WASHINGTON — Satellite fleet operator Telesat, whose first two low-Earth orbit satellites launch later this year, says latency was the critical factor in deciding to invest in a high-throughput, non-geosynchronous constellation.
Dan Goldberg, president and CEO of Telesat, said during a July 26 conference call with investors that while the Ottawa, Canada-based company is still spending on geostationary high throughput satellites (HTS), including two slated to launch next year, it was the need for faster broadband services in the future that drove the decision to favor a closer orbit.
“You can launch very large, high throughput satellites in GEO, kind of terabit-plus type satellites to try to answer those requirements,” Goldberg said, describing said requirements as unsurprisingly more bandwidth at a lower cost. “Those satellites serve a lot of applications, and they serve a lot of applications very well … but what they don’t answer is the latency issue, which we think is an important issue today but we think even more so it’s going to become an increasingly important consideration in the future.”
Latency in satellite networks is largely driven by orbit, and medium Earth orbit operator O3b Networks, now a part of SES, frequently championed the reduced latency advantage of having satellites in orbit 8,000 kilometers up compared to 36,000 kilometers where geostationary satellites reside. Industry has and still does debate the significance of latency, depending on the applications served, but the growing number of LEO systems suggests a changing tide in that discussion. Low latency is a core tenant of OneWeb’s LEO-HTS constellation, which counts Intelsat among its investors.
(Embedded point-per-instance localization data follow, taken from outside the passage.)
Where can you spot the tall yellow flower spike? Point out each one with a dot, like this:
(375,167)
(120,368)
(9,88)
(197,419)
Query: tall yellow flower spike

Similarly LeoSat argues that latency will be a discriminating factor for its constellation, as has corporate backer Sky Perfect JSAT of Japan.
Goldberg’s “terabit-plus” mention was a nod to ViaSat, the Carlsbad, California satellite operator building a constellation of three large Ka-band satellites each promising a terabit or more of capacity for broadband applications. He said large GEO-HTS satellites have allowed industry to keep pace with customer demands, but haven’t checked every box for Telesat.
“When we looked at all this and we looked at the state of technology in terms of launch vehicles, in terms of satellite technology, [and] user terminals, it became increasingly clear to us that LEO was going to be an excellent way to answer what the user community was looking for,” he said.
Telesat does have two GEO-HTS satellites under construction, Telstar-18 Vantage and Telstar-19 Vantage, from Space Systems Loral of Palo Alto, California. Those are scheduled to launch in the second quarter of 2018, Goldberg said. Both are launching on SpaceX Falcon 9 rockets. Telstar-18 Vantage, which Hong Kong-based APT Satellite is co-financing in exchange for capacity on the satellite, targets the Asia Pacific; Telstar 19 Vantage covers the Americas.
Goldberg said Telesat’s two LEO satellites, one from SSL and one from Surrey Satellite Technology Limited, are launching this year on rockets shared with multiple other small satellites. He said Telesat has already placed ground infrastructure for the satellites at one of its teleports in Canada, and has mostly existing customers that want to participate in testing the spacecraft.
Michel Cayouette, Telesat’s chief financial officer, said the company’s guidance of $165 million to $185 million on capital expenditures for the year still holds, even with the increase in LEO activities. Telesat has yet to procure its full constellation of 117 Ka-band satellites.
Goldberg said Telesat is making a number of new hires to focus on the LEO constellation, but described the impact on operating expenses as immaterial. Telesat’s operating expenses increased 5 percent for the three months ending June 30 to $44 million Canadian dollars ($35.2 million) compared to the same period last year, excluding currency fluctuations from a stronger U.S. dollar. For the first half of 2017, operating expenses grew 11 percent to $99 million Canadian dollars.
Telesat reported $226 million Canadian dollars in revenue for the quarter ending June 30, down 3 percent year over year due to the end of a short term service agreement with another satellite operator. A 5 percent stronger U.S. dollar offset some of the difference, Telesat said. Revenue for the first six months of the year was $461 million Canadian dollars, down 1 percent compared to the same period in 2016.
Telesat’s income was $148 million Canadian dollars for the quarter, and $236 million Canadian dollars for the first six months of 2017. The operator’s first quarter increased by $86 million Canadian dollars due to “a higher non-cash gain on foreign exchange arising principally from the translation of Telesat’s U.S. dollar denominated debt into Canadian dollars and favorable changes in the fair value of financial instruments in the second quarter of 2017,” Telesat said.
Goldberg said pricing pressure from oversupply remains strong in Africa, Latin America and Asia, but is stable in North America. As of June 30, Telesat’s fleet utilization stood at 94 percent for North America and 64 percent internationally. Goldberg said North American capacity use stayed flat while international use dropped by three percent over the quarter.